La mue des grands groupes 

 Des groupes comme LVMH, Nike, Walmart ou The Walt Disney Company pivotent vers de nouveaux modèles souvent inspirés des GAFA. Les résultats nets de ces entreprises ont ainsi, d’une année à l’autre sur le premier semestre, tous fait des performances remarquables avec + 357 % de résultats opérationnel courant / 1° semestre 20 et + 44 % / 2019 pour LVMH, 96% pour Walt Disney Company, +79% pour Walmart, +12% pour Nike. LVMH a su profiter d’une reprise de certains métiers clés comme le cuir et la mode mais aussi d’une accélération des ventes directes et du déploiement de nouvelles expériences et services.  Avec le projet DARE, LVMH a initié un programme pour favoriser l’innovation interne ( 60 participants internationaux issus des 40 marques du groupe) . Dernières initiatives en date : un prototype de sac utilisant un écran numérique appelé "Canvas of the future" et une plateforme de revente en ligne des chutes de tissus et de cuir, "Nona Source". Le groupe s'est allié à  Google Cloud pour développer des modèles de prévisions des ventes, d’optimisation des stocks et des expériences personnalisées. Enfin, LVMH a lancé  le jeu “Louis The Game” qui permet à l’utilisateur de découvrir l’histoire du groupe et de collecter pendant le parcours des œuvres numériques (NFT). Ce jeu, téléchargé   500 000 fois, illustre également la capacité d’innovation du groupe en marketing digital et expérience client.

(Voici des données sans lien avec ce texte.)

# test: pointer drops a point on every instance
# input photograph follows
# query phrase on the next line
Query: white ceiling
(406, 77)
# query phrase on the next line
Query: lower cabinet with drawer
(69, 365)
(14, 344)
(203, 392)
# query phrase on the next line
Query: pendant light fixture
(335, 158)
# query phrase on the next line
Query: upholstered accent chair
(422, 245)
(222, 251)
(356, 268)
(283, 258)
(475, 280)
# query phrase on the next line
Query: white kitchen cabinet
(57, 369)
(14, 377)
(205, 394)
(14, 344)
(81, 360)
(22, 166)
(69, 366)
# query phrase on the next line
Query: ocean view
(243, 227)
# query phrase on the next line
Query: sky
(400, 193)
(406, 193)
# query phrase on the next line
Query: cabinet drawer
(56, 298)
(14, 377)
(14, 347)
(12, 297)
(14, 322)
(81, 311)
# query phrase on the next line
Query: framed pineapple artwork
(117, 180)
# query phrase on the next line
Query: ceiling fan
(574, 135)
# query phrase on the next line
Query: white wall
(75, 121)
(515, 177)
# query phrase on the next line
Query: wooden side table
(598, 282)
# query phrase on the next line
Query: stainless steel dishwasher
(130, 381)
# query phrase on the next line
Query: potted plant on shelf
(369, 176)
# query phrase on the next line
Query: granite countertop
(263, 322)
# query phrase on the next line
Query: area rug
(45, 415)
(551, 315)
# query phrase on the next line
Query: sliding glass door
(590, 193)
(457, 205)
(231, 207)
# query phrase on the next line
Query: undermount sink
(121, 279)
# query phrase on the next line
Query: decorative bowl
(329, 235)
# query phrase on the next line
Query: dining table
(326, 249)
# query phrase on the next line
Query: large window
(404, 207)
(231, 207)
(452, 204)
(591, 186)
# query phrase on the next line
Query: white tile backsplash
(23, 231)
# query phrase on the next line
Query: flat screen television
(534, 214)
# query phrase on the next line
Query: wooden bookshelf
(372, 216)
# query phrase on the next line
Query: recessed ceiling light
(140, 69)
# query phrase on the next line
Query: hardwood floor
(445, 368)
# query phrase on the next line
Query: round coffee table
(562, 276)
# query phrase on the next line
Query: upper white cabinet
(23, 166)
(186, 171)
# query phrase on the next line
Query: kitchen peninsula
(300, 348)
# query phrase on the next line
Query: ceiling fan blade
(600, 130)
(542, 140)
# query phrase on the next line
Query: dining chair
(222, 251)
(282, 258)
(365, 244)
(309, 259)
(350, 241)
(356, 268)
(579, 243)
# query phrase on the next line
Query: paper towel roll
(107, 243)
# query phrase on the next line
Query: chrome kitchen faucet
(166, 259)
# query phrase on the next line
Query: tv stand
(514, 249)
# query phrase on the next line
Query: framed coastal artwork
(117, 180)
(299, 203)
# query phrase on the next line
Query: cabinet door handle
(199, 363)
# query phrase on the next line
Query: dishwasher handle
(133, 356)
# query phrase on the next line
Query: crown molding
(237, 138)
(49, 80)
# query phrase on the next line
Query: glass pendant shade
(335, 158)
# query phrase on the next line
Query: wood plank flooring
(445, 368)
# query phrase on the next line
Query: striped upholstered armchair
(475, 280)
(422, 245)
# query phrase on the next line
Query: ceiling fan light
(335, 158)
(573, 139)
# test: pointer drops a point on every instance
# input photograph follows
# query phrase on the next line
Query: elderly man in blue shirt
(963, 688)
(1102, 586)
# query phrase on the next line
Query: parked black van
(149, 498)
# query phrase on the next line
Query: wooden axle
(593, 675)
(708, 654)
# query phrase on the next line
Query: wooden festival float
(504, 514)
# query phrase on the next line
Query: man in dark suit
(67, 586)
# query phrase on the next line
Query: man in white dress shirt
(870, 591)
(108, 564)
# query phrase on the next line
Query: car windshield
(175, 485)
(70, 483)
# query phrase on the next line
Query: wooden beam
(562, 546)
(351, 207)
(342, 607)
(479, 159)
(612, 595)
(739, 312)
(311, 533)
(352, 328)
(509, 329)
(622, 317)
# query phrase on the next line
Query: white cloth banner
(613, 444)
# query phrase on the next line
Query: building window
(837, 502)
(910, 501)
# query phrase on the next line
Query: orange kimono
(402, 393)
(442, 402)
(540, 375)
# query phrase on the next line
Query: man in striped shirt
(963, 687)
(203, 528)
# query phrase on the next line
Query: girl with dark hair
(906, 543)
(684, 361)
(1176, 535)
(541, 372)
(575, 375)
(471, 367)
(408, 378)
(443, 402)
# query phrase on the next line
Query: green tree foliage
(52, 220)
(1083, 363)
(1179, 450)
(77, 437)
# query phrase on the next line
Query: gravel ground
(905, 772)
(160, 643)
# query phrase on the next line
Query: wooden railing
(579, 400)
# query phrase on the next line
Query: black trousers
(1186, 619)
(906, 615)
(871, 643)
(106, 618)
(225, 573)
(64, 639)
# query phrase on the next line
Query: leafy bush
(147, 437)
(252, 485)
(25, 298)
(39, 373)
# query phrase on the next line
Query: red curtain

The Walt Disney Company a lancé Disney+ , en plein covid, en menant une stratégie D2C (Direct to Consumers) pour acquérir en deux ans la moitié du nombre d’abonnés Netflix.  C'est u changement majeur :le contenu de Disney a toujours été distribué par des tiers. Avec Disney+, la société propose son contenu en direct, ense positionnant comme complémentaire au leader du marché Netflix. Le succès de Disney  repose sur l'évolution et la cohérence de son bouquet global de contenus, plus sur le succès de blockbuster. "Il illustre aussi une recette très efficace : avoir des projets d'innovations prêts à déployer, et les sortir au moment opportun" explique Cyril Vart. Le digital était complémentaire. Il est devenu majoritaire.Avec Disney +, le groupe génère 16 Mds de revenus, plus que les salles et le studio (11 milliards). Pour les analystes de FaberNovel, le procès de Scarlett Johansson contre Disney + est d'une autre époque...

 

Si les grands groupes accélèrent sur leur innovation interne, les nouveaux acteurs numériques représentent aussi un vivier d’innovation pour créer de la valeur et se réinventer face aux géants du numérique.  Les levées en Europe sur les startups les plus matures ont augmenté de 466% par rapport à l’année précédente avec l’e-commerce, la fintech, e-santé et l’IA en tête. Le nombre de licornes explose aussi en Europe, qui en détient près de 20% du total, soit 52 pépites valorisées à plus d’1Md $. Les startups françaises ont levé 4,7 milliards d'euros au travers de 400 opérations, enregistrant une croissance de 74% en valeur et 24% en volume par rapport à 2020. C’est d’ailleurs la première fois dans l'histoire du marché français que plus d'1 Md €s ont été levés tous les mois du dernier trimestre : 1,4 Md€ en mai, 1,7 Md€ en juin et 1,6 Md€ en juillet.